And this is true even if the Greens fulfill every promise on their Green New Deal platform.
Making change permanent
All is not lost with this program, however. Since the social ills the Green Party promises to eradicate all stem from the same causes — production for profit — there is an inner logic to many of the planks of the Green program that make them far more coherent than they might appear at first glance. In particular, let me single out the promises to create new jobs, increase wages, halt climate change, end the wars, domestic spying, and limit corporate influences in politics.
The key to making good on all of the promises is to be found in an obscure paper written by the green economists Kallis, Kalush, O’Flynn, Rossiter and Ashford. These are five European economists working in the area of environmental sustainability. The paper, “‘Friday off’: Reducing Working Hours in Europe”, argues the same measure that reduces unemployment may also reduce climate change.
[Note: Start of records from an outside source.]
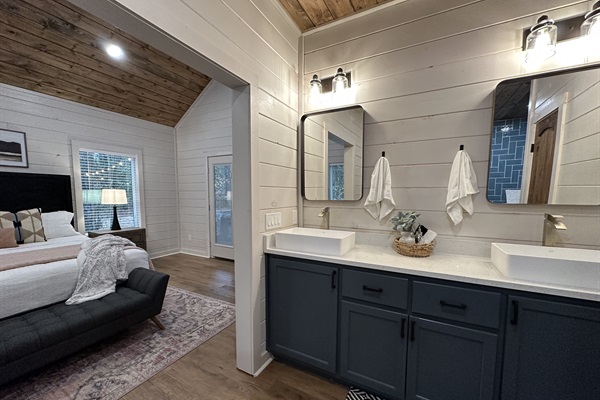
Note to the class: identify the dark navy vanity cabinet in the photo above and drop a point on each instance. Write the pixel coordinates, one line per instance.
(552, 351)
(303, 312)
(408, 337)
(373, 331)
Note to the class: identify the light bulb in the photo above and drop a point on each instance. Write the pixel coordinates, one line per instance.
(115, 51)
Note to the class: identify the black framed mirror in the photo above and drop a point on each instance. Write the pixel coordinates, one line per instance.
(545, 146)
(332, 154)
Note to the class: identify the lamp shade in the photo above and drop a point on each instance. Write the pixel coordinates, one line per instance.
(340, 82)
(315, 91)
(540, 44)
(114, 196)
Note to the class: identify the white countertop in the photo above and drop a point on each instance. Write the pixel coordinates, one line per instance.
(460, 268)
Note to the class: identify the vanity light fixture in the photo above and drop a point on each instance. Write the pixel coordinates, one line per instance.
(591, 23)
(540, 43)
(340, 82)
(315, 90)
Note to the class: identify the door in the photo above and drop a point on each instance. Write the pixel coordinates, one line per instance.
(552, 351)
(373, 348)
(448, 362)
(543, 158)
(220, 190)
(302, 318)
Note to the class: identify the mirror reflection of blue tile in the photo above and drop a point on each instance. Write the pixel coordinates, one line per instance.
(506, 169)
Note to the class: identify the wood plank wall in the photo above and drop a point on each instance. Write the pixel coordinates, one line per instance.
(578, 158)
(425, 71)
(51, 123)
(204, 131)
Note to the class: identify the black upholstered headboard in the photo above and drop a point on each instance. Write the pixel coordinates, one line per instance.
(20, 191)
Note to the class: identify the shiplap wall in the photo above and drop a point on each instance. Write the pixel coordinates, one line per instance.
(204, 131)
(425, 71)
(51, 123)
(578, 158)
(255, 41)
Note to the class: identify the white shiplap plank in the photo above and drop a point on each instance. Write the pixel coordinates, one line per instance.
(199, 136)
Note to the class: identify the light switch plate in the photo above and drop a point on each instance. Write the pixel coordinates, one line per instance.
(272, 220)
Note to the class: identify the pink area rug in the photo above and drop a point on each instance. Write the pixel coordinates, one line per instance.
(116, 366)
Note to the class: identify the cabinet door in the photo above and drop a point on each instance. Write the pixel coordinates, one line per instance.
(373, 348)
(447, 362)
(302, 321)
(552, 351)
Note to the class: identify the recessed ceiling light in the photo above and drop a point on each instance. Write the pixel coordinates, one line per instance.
(114, 51)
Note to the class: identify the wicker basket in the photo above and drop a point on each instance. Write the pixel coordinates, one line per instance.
(414, 249)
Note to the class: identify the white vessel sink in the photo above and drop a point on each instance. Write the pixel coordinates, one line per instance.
(554, 265)
(318, 241)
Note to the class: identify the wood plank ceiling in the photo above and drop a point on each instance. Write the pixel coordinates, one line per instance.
(309, 14)
(56, 48)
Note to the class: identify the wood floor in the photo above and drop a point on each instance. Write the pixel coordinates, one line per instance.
(209, 371)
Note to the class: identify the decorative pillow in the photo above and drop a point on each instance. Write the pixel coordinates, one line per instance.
(7, 220)
(58, 224)
(29, 226)
(7, 238)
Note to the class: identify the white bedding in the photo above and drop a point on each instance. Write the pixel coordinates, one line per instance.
(35, 286)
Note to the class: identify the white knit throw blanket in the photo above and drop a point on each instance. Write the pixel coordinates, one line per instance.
(101, 262)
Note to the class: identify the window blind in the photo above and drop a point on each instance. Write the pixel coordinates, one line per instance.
(104, 170)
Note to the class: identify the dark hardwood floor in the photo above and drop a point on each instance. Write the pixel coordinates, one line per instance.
(209, 371)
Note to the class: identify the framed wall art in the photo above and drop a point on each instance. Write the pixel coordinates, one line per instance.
(13, 149)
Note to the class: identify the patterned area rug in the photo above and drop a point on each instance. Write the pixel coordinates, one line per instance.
(114, 367)
(357, 394)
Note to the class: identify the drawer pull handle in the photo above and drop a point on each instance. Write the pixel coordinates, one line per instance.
(333, 280)
(461, 306)
(370, 289)
(402, 326)
(515, 312)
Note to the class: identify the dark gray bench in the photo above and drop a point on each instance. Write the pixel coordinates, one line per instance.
(37, 338)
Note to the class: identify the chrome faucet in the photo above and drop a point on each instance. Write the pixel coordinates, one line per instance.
(325, 215)
(552, 223)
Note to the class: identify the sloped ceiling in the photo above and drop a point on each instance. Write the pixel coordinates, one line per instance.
(55, 48)
(309, 14)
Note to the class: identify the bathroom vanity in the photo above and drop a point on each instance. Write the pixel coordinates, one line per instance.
(442, 328)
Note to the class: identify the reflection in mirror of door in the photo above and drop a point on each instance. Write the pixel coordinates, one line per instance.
(332, 154)
(545, 146)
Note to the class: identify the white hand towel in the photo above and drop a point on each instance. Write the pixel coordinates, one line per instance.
(380, 201)
(461, 186)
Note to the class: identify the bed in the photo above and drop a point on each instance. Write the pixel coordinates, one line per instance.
(35, 286)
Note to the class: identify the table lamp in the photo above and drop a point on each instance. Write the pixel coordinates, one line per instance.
(114, 197)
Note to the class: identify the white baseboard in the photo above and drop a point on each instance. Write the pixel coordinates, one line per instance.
(262, 368)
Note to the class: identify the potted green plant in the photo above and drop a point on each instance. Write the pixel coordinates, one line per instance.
(406, 224)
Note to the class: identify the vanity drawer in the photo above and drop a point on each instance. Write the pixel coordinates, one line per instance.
(459, 304)
(375, 288)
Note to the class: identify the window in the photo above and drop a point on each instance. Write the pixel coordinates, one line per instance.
(336, 181)
(106, 167)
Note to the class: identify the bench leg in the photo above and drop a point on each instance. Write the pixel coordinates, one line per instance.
(158, 323)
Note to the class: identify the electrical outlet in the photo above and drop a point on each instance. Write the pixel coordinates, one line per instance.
(272, 220)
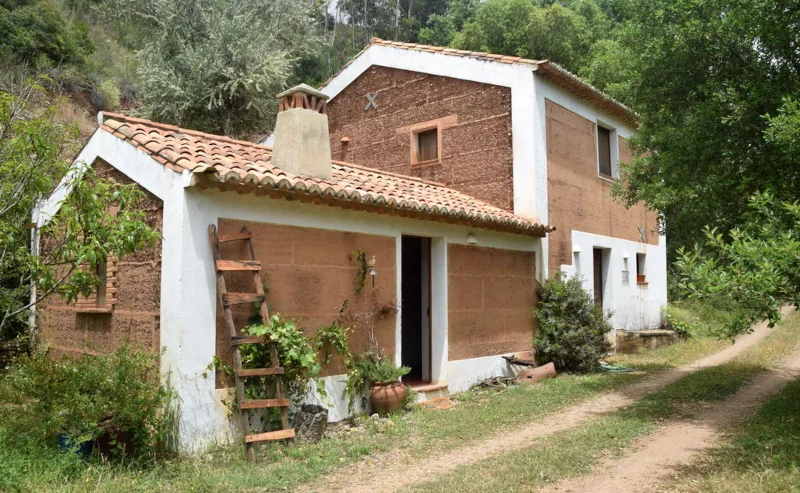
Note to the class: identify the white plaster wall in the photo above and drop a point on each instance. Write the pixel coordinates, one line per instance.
(202, 415)
(465, 373)
(635, 306)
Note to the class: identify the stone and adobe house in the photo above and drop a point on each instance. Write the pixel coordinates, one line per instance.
(460, 270)
(523, 135)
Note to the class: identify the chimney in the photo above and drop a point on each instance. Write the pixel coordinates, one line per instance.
(302, 145)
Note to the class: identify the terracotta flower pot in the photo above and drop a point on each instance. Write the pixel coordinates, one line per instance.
(386, 398)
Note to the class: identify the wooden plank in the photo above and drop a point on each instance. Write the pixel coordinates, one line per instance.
(234, 265)
(237, 362)
(270, 435)
(239, 298)
(264, 403)
(239, 340)
(260, 372)
(246, 235)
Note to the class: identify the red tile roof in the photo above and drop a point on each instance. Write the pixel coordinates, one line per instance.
(545, 68)
(228, 164)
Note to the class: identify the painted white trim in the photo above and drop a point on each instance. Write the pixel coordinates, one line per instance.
(201, 419)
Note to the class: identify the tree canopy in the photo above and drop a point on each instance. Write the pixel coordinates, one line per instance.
(709, 80)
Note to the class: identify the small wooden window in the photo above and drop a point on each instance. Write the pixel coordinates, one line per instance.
(105, 297)
(427, 145)
(640, 268)
(604, 150)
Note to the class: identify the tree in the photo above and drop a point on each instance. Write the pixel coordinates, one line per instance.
(85, 232)
(32, 29)
(216, 66)
(705, 79)
(757, 266)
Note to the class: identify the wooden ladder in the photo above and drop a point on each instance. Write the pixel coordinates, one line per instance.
(227, 299)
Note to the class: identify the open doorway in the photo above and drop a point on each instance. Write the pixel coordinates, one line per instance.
(415, 305)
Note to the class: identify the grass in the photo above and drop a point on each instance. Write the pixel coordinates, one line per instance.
(413, 435)
(574, 452)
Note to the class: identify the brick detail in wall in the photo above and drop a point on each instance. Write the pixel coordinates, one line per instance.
(491, 296)
(476, 152)
(68, 330)
(577, 198)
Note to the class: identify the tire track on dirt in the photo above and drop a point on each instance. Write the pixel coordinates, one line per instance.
(394, 474)
(658, 457)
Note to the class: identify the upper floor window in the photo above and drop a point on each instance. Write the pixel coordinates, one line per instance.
(604, 151)
(426, 145)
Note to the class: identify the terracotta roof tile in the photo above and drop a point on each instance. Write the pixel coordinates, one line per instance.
(545, 68)
(247, 167)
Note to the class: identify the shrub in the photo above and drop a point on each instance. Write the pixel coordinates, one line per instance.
(42, 398)
(572, 329)
(105, 95)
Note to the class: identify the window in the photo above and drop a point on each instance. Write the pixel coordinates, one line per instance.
(426, 145)
(604, 150)
(640, 269)
(105, 297)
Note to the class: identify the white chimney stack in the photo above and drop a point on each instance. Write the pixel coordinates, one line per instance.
(302, 145)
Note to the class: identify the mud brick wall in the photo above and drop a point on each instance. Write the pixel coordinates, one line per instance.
(476, 141)
(577, 198)
(491, 295)
(308, 273)
(136, 315)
According to the authors,
“There are reasons to believe that reducing working hours may absorb some unemployment, especially in the short-run, even if less than what is advocated by proponents of the proposal. Further, there may well be strong benefits for the quality of peoples’ lives. Environmental benefits are likely but depend crucially on complementary policies or social conditions that will ensure that the time liberated will not be directed to resource-intensive or environmentally harmful consumption.”
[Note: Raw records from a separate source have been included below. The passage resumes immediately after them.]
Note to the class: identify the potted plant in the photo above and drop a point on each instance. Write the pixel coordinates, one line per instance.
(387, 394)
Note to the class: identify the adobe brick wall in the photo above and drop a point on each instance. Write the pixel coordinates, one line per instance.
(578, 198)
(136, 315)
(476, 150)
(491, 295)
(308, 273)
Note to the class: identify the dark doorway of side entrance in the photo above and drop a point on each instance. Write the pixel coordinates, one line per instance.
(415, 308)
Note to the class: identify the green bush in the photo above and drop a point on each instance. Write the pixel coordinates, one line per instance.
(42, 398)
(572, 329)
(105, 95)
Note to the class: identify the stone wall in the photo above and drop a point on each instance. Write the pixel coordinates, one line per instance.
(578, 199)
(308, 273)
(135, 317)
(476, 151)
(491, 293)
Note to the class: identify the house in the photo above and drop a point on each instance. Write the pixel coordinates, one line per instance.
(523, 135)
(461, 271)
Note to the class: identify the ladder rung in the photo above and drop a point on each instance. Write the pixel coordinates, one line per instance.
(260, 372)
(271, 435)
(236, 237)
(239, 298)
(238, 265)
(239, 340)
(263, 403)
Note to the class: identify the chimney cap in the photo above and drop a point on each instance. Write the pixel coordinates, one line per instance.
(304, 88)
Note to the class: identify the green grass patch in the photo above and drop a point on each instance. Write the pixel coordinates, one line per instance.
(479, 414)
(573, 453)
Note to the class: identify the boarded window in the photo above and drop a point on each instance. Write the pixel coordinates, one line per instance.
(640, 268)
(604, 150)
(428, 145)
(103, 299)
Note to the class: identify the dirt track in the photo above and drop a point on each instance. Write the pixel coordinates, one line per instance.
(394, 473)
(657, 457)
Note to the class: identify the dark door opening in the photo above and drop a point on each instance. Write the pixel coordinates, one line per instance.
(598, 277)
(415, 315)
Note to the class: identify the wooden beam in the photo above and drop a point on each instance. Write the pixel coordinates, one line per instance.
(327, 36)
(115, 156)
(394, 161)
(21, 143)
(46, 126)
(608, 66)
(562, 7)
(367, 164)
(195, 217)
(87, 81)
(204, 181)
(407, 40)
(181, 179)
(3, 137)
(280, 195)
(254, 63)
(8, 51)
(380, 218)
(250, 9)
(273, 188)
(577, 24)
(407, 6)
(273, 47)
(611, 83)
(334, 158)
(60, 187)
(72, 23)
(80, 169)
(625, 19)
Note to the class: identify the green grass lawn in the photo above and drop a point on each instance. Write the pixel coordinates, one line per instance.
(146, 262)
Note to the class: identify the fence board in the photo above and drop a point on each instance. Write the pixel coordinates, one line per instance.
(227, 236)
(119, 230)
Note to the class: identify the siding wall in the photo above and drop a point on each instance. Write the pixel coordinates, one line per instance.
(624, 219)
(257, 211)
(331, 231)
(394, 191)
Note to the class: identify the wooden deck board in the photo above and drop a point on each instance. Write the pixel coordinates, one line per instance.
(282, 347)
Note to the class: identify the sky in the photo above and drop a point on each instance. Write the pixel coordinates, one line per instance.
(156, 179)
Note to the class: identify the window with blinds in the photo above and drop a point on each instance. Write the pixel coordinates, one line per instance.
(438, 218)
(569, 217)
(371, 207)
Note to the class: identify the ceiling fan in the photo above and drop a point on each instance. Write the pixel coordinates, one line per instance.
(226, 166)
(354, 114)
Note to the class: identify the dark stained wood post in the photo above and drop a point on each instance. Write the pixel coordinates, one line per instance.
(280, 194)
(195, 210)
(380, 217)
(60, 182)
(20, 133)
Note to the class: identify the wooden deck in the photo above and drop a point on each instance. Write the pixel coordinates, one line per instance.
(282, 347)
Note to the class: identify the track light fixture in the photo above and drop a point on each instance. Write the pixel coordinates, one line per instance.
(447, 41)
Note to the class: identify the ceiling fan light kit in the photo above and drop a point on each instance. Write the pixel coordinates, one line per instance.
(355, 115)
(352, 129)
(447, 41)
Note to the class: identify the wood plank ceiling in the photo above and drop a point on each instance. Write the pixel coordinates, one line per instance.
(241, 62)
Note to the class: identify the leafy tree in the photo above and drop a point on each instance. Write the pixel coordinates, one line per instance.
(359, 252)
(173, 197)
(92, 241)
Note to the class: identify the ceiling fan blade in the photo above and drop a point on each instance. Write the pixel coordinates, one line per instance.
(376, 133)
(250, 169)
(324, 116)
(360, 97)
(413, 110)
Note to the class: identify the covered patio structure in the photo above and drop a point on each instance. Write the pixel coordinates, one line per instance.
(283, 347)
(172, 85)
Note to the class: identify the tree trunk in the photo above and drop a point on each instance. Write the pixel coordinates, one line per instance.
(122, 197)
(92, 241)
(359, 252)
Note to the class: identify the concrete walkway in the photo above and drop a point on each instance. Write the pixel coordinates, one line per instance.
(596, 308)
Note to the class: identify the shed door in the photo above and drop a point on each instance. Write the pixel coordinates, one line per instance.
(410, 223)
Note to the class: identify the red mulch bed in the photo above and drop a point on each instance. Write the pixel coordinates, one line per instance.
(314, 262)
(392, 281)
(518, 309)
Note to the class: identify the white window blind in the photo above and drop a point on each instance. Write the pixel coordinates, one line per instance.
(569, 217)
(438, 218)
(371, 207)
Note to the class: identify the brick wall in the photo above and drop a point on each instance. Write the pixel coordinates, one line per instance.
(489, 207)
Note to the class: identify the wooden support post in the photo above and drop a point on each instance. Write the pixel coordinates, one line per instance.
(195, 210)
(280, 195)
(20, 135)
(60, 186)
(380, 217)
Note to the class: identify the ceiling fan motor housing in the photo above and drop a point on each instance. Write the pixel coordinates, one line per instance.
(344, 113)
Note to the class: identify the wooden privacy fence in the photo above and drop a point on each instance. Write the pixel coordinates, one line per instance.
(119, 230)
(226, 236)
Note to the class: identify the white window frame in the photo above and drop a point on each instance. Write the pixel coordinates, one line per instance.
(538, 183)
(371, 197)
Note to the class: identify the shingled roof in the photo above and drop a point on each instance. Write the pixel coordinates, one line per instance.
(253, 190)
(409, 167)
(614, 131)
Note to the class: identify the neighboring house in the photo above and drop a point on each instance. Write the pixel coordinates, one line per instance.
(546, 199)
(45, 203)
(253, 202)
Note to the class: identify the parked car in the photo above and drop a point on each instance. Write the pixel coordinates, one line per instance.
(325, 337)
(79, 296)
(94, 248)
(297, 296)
Kallis, et al make the surprising argument that a simple and straightforward reduction of hours of labor not only can cut unemployment and increase wages, it can reduce, perhaps even halt, climate change if it is combined with the right policies. Surprisingly, the Green Party has made no use of this argument in formulating their platform for 2016, although it was written in 2013.
I should add that the five authors actually understate their case because they rely on bourgeois economic theory to make their argument. Had they combined their environmental science with labor theory, their case would have been conclusive. This is because a reduction of hours of labor has the same effect as a reduction in the size of the work force.
Labor hour reduction and the Green platform
To understand the impact a reduction of hours will have not just on employment but also wages consider this: In the short run, the lost output resulting from a reduction in hours of labor can only be made up by increasing total employment — meaning capitalist firms must hire more workers to compensate for shorter hours of labor. This means capitalist firms are now at the disadvantage of competing among themselves for a labor pool that has dramatically shrunk owing to less hours of work. Under these conditions it is reasonable to expact not only would wages rise, but the potential for union organization would be greatly enhanced as well by a reduction in competition between workers over jobs.
In theory at least, reducing hours of labor should dramatically shift the class struggle in favor of the working class and away from capital.
But the impact is not limited to just the class struggle between capital and labor. As the authors show, depending on the complementary policies a Green government put in place, reducing hours will make good on its promise to bring climate change to a halt.
This especially would be the case if defense/security sector production was reduced along with hours of labor. The defense/security sector of the economy produces large amounts of environmentally harmful output, while adding nothing to the material satisfaction of human need. It is almost pure waste. Reducing defense expenditures gets rid of a huge amount of waste in the economy and goes a long way toward halting climate change.
As an added bonus, reducing the defense/security industry can also reduce the influence the so-called military-industrial complex has in politics, which is every bit as pernicious and corrupting as that of Wall Street banks. Think of all those military contracts spread over every congressional districts.
I would suggest that in the short run a reduction in hours of labor of sufficient size would not just solve the employment problem and halt global warming, it would allow most, if not all of the US military and domestic spying programs to be dismantled. And it would do it in a way that is very difficult to reverse: by converting much of the waste in the economy into free time away from labor for everyone.